Jurors heard sharply different closing arguments on Wednesday in a trial over whether or not Merck & Co's Fosamax drug treatment for osteoporosis caused a Florida woman's jaw damage.
The trial in New York is Merck's first out of some 1,280 plaintiff groups involving almost 900 cases over U.S. lawsuits by patients who claim Fosamax caused the condition known as osteonecrosis of the jaw, or ONJ.
"It is a theory ... it is a theory without scientific basis," Paul Strain, an attorney for Merck, told the eight jurors in Manhattan federal court before they started deliberating on Wednesday in the three-week-long trial.
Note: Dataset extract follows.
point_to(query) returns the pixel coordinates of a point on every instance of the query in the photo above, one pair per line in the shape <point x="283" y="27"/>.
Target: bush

Strain told the jury that "there must be scientific proof, not 'maybes' that Fosamax causes ONJ" before they could rule in favor of 71-year-old Shirley Boles from Walton Beach, Florida, who sued the drug maker for damages.
Her attorney, Timothy O'Brien, said in his closing argument to the jury that there was enough evidence at trial from doctors showing Fosamax damaged Boles, who looked frail as she sat in court between her lawyers.
O'Brien said Merck should have investigated reports of ONJ.
"This is an extremely rare event that could be a signal and triggers a duty to investigate," O'Brien said.
"It is a corporate failure, a failure of the system in which you accept the evidence that is good for you and ignore the evidence that is bad for you," O'Brien said.
Fosamax, approved in the United States in 1995, belongs to the bisphosphonate family of osteoporosis drugs that include Procter & Gamble's Actonel and Roche Holding AG's Boniva. Merck says the pills prevent bone fractures — particularly in post-menopausal women — by helping to increase bone mineral density.
In 2003, reports first surfaced linking intravenous bisphosphonate treatments with jaw osteonecrosis, meaning death of jawbone tissue that can include symptoms such as pain, swelling or infection of the gums and jaw, gums that don't heal, and loose teeth.
Intravenous bisphosphonates, which are not made by Merck, involve higher concentrations of medication that are typically used to treat patients with cancer that has spread to the bones.
Oral versions of the class of drugs were initially thought to be safe until a report came out in May 2005 showing that 7 of 63 bisphosphonate users who developed the condition had been using oral forms.
But an informal review in the Journal of the American Dental Association in early 2008 suggested that oral treatments instead reduced risk of inflammatory deterioration of the jaw in patients with osteoporosis. By contrast, the report suggested a 4-fold increase in such risk among patients taking intravenous bisphosphonates.